One of her biggest concerns is, “I guess just the worry of the unknown, you know, and worrying about if my parents are going to get sick because they’re in their seventies, worried about planning meals and groceries and things…I remember going to the grocery store as things were locking down and thinking, I don’t know when we’ll get to do this again…is everything going to shut down shut down, are we going to have to make this food last for a month or whatever…” She also expressed concern about what the upcoming school year would look like. “I’m somebody who plans ahead and we usually have things planned out several months in advance, so it’s been stressful for me to look at the calendar…” With the pandemic constantly changing our most basic interactions with the world, the amount of the unknown in the future and the shifting parameters of what we are able to do safely all have Amy on edge.

“I kinda worry for my kids, just because they’ve already missed out on their spring and summer plans…my daughter will be starting high school next year…my son loves school, I’m just worried school won’t be the experience they want it to be in the fall…And you know, I think they’ll adjust, but I worry…about them being disappointed. That’s the hardest thing for parents, having their kids be disappointed. I can handle myself being disappointed, I don’t know if I can handle them being disappointed!” she laughed.

“Being, like I said, in the medical field, it bothers me how unconcerned people are about spreading disease in general,” she told me. “It takes a pandemic for people to not cough on each other…” She started talking about her kids and how illnesses are transmitted in school settings. “I get upset anytime they have to miss out on something because they’re sick…It’s always a juggling act to parents, like what do I do with my sick kid because I have to go to work…it’s frustrating, but I do think, hopefully, going forward from this, people will have a little more consideration for that. But it’s been interesting to watch the response [to the virus] and to see how critical people are being…and people don’t realize how long it takes to study those things…and so these poor medical professionals have been trying to give the best recommendations they can with no experience [with the virus] and no scientific studies…the attitude of people has been disappointing.
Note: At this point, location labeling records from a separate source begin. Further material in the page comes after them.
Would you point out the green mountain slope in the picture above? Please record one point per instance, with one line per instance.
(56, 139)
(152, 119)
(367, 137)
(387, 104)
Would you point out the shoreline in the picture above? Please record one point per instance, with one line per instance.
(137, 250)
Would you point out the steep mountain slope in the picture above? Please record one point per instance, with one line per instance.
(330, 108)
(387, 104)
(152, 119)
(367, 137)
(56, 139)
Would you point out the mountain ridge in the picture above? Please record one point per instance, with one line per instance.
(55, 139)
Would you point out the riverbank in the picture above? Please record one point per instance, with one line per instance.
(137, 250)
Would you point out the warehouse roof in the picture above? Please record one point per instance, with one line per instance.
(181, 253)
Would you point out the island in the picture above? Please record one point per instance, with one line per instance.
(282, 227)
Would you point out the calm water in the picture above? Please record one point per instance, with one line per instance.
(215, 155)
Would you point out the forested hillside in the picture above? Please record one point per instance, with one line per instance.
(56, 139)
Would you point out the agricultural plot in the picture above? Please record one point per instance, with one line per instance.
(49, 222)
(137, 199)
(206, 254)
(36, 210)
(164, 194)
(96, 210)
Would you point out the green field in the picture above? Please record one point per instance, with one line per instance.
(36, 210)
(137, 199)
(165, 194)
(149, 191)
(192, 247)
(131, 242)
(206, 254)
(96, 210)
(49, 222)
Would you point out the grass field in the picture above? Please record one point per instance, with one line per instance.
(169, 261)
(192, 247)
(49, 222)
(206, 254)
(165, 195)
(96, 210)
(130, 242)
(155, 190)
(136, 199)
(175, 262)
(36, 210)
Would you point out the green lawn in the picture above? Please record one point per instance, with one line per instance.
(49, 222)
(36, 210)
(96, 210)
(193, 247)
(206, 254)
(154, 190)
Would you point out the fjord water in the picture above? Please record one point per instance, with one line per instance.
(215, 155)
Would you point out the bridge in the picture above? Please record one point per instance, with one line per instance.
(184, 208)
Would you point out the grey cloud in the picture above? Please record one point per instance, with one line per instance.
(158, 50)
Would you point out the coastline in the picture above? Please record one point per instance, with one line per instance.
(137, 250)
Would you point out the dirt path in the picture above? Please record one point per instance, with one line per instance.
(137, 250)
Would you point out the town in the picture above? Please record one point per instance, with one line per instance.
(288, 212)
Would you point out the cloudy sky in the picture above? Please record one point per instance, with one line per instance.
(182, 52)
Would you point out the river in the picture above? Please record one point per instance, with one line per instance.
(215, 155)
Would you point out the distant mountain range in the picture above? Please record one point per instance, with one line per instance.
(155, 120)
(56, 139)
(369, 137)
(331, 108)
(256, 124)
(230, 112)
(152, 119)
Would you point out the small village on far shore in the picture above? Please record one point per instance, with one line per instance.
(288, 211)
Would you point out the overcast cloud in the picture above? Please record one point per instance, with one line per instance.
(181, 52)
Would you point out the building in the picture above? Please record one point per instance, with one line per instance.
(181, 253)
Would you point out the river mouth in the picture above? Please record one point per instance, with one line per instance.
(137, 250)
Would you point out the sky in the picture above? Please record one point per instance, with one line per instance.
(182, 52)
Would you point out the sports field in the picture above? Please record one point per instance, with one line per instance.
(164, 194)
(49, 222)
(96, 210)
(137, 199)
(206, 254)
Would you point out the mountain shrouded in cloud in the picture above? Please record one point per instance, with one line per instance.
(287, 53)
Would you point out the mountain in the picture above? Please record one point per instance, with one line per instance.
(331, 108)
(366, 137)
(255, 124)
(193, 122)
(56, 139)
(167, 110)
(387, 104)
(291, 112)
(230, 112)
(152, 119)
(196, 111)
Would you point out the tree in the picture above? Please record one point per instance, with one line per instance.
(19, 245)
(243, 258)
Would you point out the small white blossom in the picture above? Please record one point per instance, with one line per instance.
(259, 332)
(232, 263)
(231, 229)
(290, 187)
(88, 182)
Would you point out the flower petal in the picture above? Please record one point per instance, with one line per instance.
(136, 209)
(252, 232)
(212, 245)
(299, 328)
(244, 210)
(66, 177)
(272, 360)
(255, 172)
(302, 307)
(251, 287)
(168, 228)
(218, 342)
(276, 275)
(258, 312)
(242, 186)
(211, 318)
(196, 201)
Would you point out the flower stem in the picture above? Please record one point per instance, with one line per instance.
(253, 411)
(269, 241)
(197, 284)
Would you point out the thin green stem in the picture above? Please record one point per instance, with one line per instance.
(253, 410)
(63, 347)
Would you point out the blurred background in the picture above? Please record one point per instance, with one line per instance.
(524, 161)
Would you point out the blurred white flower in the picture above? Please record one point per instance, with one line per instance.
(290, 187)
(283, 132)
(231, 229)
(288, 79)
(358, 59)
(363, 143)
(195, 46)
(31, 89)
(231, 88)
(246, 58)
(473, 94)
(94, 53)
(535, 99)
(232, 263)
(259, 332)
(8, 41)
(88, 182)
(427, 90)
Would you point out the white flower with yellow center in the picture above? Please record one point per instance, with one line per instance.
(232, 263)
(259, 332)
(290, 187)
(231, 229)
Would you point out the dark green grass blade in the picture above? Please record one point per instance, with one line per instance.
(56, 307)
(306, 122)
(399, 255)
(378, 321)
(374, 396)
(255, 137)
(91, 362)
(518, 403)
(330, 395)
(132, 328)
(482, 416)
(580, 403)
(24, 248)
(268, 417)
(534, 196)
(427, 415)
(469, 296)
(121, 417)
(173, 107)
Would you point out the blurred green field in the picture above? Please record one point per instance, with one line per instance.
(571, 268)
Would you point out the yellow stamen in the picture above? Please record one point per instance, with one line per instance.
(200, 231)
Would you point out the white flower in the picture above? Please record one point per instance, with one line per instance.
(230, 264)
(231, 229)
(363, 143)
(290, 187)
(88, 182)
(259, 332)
And in some ways I think it’s brought people together, and then in other ways I think it’s just continued to divide people just based on, well I’m a mask-wearer, well I’m not a mask-wearer…I think in some ways it’s a common experience…but it’s something we’ve all experienced, but in our own ways, I think.”

Every person, of any age or situation, has felt the isolating effects of the pandemic. Whether that came from social distancing or from differences in moral and political views revealed in these past couple months, we have all felt alone and unmoored from our usual support systems. For Amy, the loss of her ability to affirm her achievements as well as her family’s loss of routine left her confused and scrambling to fill the gap. But she discovered, as many of us have, that she was able to spend more time with her family and with herself in ways that she hadn’t been able to before, and realized that she needed to maintain those changes even after things return to something closer to normal. Though the circumstances certainly haven’t been optimal, Amy has discovered ways to lead a more fulfilling life.